Todos los domos de Marte se habían colapsado cuando golpeó el reactor. Privada de su protección, la gente cayó allá donde estaba, presa de la agonía de la despresurización. Los turistas ricos se estremecieron en el vestíbulo del Hotel Hilton, y los mineros que aún trabajaban en el gran complejo minero dejaron caer sus herramientas y se derrumbaron de rodillas.
Para los rebeldes, el roto domo fue casi una visión alentadora. La despresurización era una forma horrible de morir, pero al menos pondría un rápido final a su lenta muerte por asfixia. En el Último Reducto, Tony tuvo apenas las fuerzas suficientes para agitar su debilitado puño hacia el cielo, y entonces…
Ocurrió un milagro. Thumbelina se agitó en el suelo y luego se sentó. El camarero alzó la cabeza de su pecho e inhaló. Tony los miró, asombrado. Inspiró también profundamente, y luego otra vez. ¡Había aire! No debería haberlo, los grandes ventiladores no se habían vuelto a poner en marcha…, ¡pero lo había! Tragó grandes bocanadas y rió estruendosamente. ¡Había aire!
En un momento, todos estaban riendo. Pronto estaban de pie y bailando de alegría. Salieron bailando a la calle, y otros se les unieron, hombres, mujeres y niños…, formando una loca hilera de conga que se abrió camino en torno a la plaza de Venusville y se adentró por las calles. ¡Había aire! ¡La tiranía del monopolio de Cohaagen sobre el aire había terminado!
Parecía un milagro.
Quaid y Melina bajaron la vista a sus pies. La nieve se derretía a medida que caía al suelo, y éste aparecía mojado y esponjoso. El agua se deslizaba en pequeños riachuelos por el suelo manchado. Habría cierta erosión…, aunque las plantas de los No'ui ya estaban aterrizando. En poco tiempo asentarían sus raíces, reteniendo la tierra, inmovilizándola a su alrededor para convertirla en humus. ¡El Marte Rojo se volvería verde!
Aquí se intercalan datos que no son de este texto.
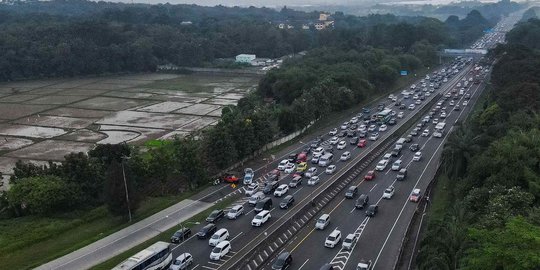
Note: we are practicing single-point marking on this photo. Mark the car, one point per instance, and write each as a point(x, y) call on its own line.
point(415, 195)
point(330, 169)
point(311, 172)
point(345, 156)
point(302, 167)
point(281, 190)
point(417, 156)
point(381, 165)
point(261, 218)
point(351, 192)
point(283, 164)
point(180, 235)
point(248, 176)
point(220, 250)
point(283, 261)
point(207, 231)
point(397, 165)
point(372, 210)
point(333, 239)
point(349, 241)
point(388, 192)
point(369, 176)
point(414, 147)
point(182, 262)
point(362, 143)
point(235, 212)
point(290, 168)
point(333, 132)
point(364, 265)
point(296, 181)
point(313, 180)
point(215, 216)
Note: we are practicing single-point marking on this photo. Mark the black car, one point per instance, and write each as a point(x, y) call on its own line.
point(215, 216)
point(181, 235)
point(283, 261)
point(351, 192)
point(372, 210)
point(270, 187)
point(207, 231)
point(362, 201)
point(286, 202)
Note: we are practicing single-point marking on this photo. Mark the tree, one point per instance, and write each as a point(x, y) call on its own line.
point(115, 190)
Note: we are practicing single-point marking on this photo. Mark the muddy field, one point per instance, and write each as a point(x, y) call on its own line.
point(44, 120)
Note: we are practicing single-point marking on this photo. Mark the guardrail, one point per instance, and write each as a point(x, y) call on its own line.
point(269, 244)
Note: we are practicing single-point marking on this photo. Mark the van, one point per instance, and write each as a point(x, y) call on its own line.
point(263, 204)
point(256, 198)
point(326, 159)
point(322, 222)
point(220, 250)
point(218, 237)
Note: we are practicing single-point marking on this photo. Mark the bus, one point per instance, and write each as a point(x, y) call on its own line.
point(384, 116)
point(439, 130)
point(156, 256)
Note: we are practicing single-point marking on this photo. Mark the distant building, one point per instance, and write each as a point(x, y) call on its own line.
point(245, 58)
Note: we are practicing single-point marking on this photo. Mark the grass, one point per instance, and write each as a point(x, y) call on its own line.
point(164, 236)
point(22, 238)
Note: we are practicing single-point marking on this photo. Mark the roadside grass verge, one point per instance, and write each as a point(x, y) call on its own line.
point(164, 236)
point(30, 241)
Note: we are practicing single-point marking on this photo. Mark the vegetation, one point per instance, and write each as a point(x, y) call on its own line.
point(490, 215)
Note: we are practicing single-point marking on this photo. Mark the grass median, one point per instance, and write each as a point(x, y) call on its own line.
point(164, 236)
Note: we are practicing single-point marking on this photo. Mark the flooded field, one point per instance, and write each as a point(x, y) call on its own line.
point(45, 120)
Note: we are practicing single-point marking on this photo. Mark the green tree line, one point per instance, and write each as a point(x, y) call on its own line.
point(491, 219)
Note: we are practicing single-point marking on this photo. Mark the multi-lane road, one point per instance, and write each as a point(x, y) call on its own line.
point(380, 236)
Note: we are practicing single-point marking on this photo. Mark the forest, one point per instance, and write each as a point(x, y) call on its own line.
point(486, 212)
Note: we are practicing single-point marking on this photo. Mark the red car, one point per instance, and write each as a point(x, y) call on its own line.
point(370, 175)
point(362, 143)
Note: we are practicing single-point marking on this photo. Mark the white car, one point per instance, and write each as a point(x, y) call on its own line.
point(333, 239)
point(381, 165)
point(330, 169)
point(345, 156)
point(220, 250)
point(349, 241)
point(388, 192)
point(313, 180)
point(261, 218)
point(283, 164)
point(417, 156)
point(397, 165)
point(290, 168)
point(281, 190)
point(251, 189)
point(374, 136)
point(235, 212)
point(311, 172)
point(341, 145)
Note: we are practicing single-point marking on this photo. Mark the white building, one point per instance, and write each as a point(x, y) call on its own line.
point(245, 58)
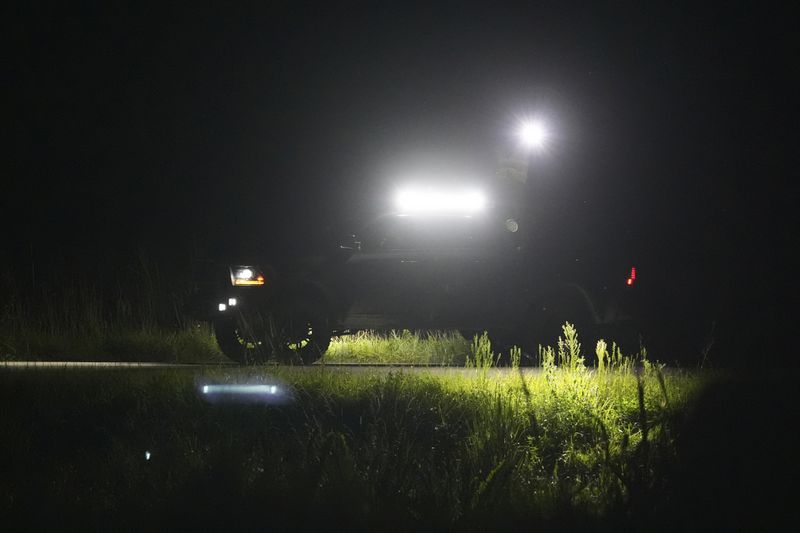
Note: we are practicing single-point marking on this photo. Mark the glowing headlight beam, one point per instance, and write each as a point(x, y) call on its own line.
point(413, 201)
point(533, 134)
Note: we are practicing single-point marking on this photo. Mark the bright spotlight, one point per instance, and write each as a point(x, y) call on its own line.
point(533, 134)
point(426, 201)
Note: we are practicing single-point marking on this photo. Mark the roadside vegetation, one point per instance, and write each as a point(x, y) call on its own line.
point(134, 314)
point(469, 450)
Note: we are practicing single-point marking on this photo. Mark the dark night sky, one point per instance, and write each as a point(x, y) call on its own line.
point(163, 126)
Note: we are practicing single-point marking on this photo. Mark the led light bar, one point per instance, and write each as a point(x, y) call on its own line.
point(428, 201)
point(243, 276)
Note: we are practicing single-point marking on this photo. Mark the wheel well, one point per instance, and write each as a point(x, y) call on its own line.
point(304, 291)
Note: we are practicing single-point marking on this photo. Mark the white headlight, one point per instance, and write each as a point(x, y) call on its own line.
point(246, 275)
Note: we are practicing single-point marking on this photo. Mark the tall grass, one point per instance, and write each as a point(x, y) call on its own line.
point(564, 447)
point(134, 313)
point(446, 348)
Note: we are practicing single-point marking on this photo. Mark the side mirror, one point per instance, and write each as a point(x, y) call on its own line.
point(350, 242)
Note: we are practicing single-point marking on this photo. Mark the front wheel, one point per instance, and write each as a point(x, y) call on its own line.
point(246, 337)
point(306, 331)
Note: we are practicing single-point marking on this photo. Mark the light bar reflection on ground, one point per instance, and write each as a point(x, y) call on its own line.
point(268, 393)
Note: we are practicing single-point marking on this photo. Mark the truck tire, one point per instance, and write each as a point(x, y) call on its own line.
point(305, 331)
point(245, 337)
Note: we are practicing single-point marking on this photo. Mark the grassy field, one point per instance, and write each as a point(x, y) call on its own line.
point(566, 447)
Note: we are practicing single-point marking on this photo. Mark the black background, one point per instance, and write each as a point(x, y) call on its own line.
point(192, 131)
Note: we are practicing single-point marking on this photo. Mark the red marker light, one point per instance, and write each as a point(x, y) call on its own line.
point(632, 277)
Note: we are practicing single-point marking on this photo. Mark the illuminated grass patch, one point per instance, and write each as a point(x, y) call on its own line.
point(471, 448)
point(436, 348)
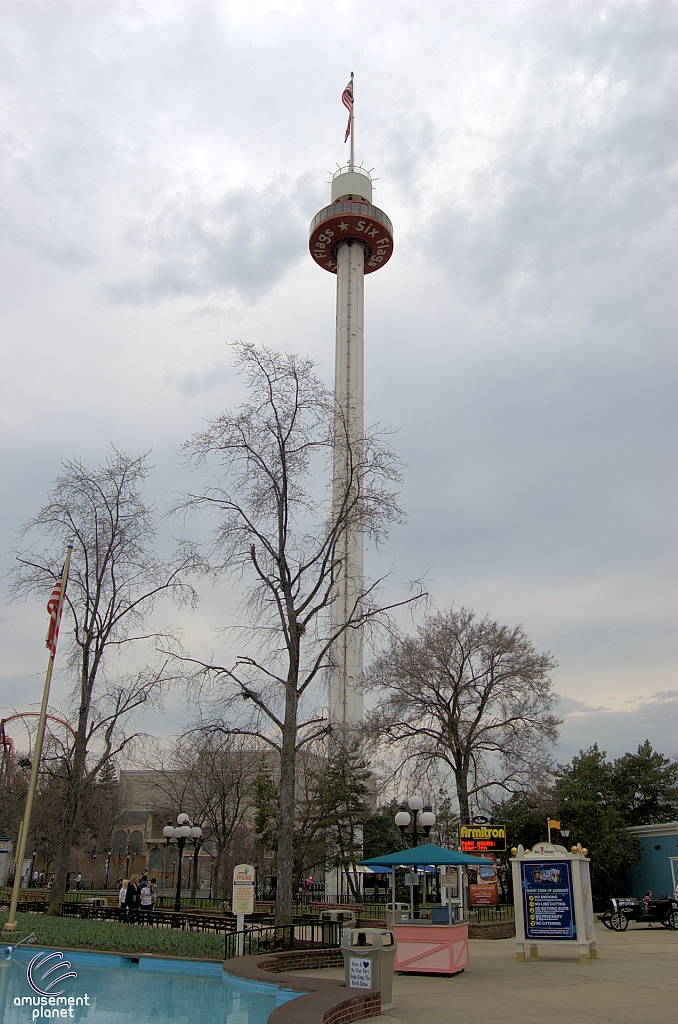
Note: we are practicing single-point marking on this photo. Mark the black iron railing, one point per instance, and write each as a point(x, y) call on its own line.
point(481, 913)
point(152, 919)
point(263, 939)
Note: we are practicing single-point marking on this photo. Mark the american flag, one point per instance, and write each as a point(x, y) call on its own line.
point(347, 100)
point(52, 607)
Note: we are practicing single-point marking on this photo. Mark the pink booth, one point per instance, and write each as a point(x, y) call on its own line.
point(439, 945)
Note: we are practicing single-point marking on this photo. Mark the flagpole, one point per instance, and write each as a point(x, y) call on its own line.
point(352, 125)
point(10, 924)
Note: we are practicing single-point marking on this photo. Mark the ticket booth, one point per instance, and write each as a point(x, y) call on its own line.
point(438, 945)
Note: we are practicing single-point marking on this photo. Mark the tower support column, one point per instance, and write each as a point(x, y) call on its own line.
point(350, 238)
point(345, 689)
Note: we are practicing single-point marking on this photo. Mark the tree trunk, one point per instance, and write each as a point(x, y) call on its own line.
point(285, 859)
point(461, 778)
point(194, 879)
point(69, 816)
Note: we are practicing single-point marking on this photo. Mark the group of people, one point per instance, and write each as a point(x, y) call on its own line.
point(136, 894)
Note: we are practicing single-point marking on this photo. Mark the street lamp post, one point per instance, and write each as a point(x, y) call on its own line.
point(422, 814)
point(181, 833)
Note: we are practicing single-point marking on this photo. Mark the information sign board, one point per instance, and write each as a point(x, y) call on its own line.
point(548, 902)
point(243, 901)
point(359, 973)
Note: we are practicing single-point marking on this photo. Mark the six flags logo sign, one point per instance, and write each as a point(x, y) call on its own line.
point(48, 1003)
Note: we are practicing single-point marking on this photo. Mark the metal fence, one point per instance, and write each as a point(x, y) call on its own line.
point(152, 919)
point(262, 939)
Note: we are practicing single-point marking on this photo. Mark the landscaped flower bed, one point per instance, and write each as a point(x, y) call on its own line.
point(69, 933)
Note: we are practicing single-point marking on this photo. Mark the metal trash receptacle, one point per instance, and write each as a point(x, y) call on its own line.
point(369, 955)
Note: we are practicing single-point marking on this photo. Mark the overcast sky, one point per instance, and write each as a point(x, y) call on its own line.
point(161, 164)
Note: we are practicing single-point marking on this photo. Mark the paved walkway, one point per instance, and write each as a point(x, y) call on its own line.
point(635, 981)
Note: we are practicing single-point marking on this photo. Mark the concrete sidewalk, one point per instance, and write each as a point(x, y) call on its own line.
point(635, 981)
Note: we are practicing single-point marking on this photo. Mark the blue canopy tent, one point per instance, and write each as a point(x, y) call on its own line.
point(420, 856)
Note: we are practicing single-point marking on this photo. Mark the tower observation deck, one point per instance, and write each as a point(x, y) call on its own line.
point(349, 238)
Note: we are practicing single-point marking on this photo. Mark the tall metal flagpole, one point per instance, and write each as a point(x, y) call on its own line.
point(352, 125)
point(10, 924)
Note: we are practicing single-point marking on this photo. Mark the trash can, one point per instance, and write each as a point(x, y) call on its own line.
point(369, 954)
point(401, 913)
point(334, 923)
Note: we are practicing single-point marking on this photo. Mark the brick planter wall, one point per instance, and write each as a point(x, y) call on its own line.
point(302, 960)
point(321, 1001)
point(492, 930)
point(355, 1009)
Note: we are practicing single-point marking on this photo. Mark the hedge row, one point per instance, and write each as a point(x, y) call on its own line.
point(72, 933)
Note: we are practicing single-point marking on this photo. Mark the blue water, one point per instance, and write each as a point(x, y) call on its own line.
point(151, 991)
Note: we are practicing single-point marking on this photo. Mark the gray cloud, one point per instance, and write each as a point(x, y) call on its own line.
point(242, 243)
point(161, 164)
point(620, 731)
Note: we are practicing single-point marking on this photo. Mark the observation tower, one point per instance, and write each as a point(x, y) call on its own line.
point(350, 238)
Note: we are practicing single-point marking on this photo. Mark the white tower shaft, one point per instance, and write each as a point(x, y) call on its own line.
point(350, 238)
point(345, 689)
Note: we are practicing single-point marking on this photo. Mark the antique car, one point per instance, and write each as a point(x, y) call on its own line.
point(654, 911)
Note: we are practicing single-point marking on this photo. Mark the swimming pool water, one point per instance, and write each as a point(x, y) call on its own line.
point(151, 991)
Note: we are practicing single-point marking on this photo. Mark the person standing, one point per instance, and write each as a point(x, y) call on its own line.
point(145, 898)
point(132, 897)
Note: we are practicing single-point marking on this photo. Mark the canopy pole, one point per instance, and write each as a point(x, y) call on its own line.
point(393, 891)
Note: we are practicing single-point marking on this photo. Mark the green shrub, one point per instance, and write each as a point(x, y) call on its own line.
point(114, 936)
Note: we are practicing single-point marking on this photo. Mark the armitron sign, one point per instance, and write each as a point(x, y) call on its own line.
point(482, 839)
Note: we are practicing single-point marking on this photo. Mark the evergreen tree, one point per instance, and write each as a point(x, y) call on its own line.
point(588, 776)
point(645, 786)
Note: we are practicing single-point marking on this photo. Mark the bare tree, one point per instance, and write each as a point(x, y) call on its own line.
point(280, 531)
point(217, 773)
point(471, 695)
point(114, 585)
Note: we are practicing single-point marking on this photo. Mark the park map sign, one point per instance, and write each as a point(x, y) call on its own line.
point(482, 838)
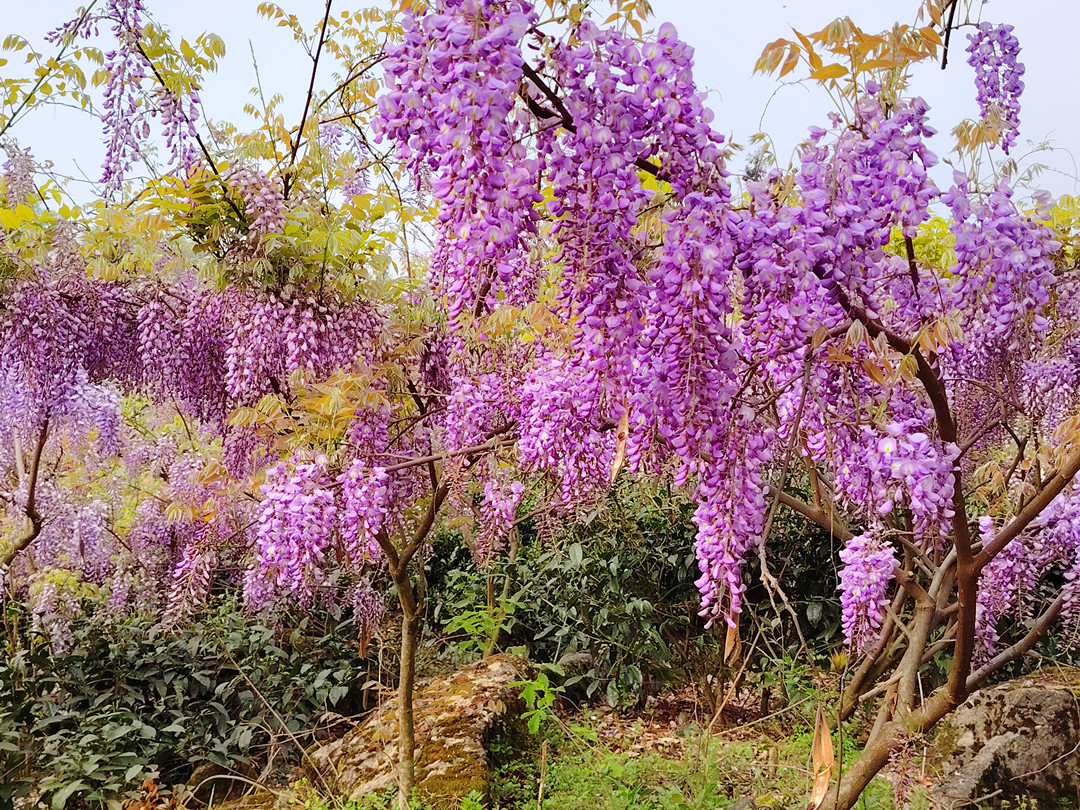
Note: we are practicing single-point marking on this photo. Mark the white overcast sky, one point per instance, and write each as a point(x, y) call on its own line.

Melina se acurrucó entre sus brazos.
– Bueno, señor Quaid, espero que haya disfrutado usted de su viaje a nuestro maravilloso planeta.
– «Disfrutado» no es la palabra -replicó él con cierta hosquedad.
Habían ganado el derecho a mudarse aquí, como pareja y como especie; pero el terrible precio pagado aún estaba fresco en su mente.
– Vamos. ¿Es que no viste el paisaje, no mataste a los tipos malos y salvaste el planeta? -Le sonrió con gesto seductor-. Incluso encontraste a la chica de tus sueños.
Se estaba burlando de él; sin embargo, esas palabras tan familiares le hicieron sentir un escalofrío.
– He tenido un pensamiento terrible -dijo-. ¿Y si esto fuera de verdad un sueño?
– Entonces bésame deprisa -repuso ella con seriedad-. Antes de que te despiertes.
Quaid alejó ese fantasma. Tomó a Melina en sus brazos y la besó apasionadamente. Ya había acabado con los sueños; la realidad era mucho mejor.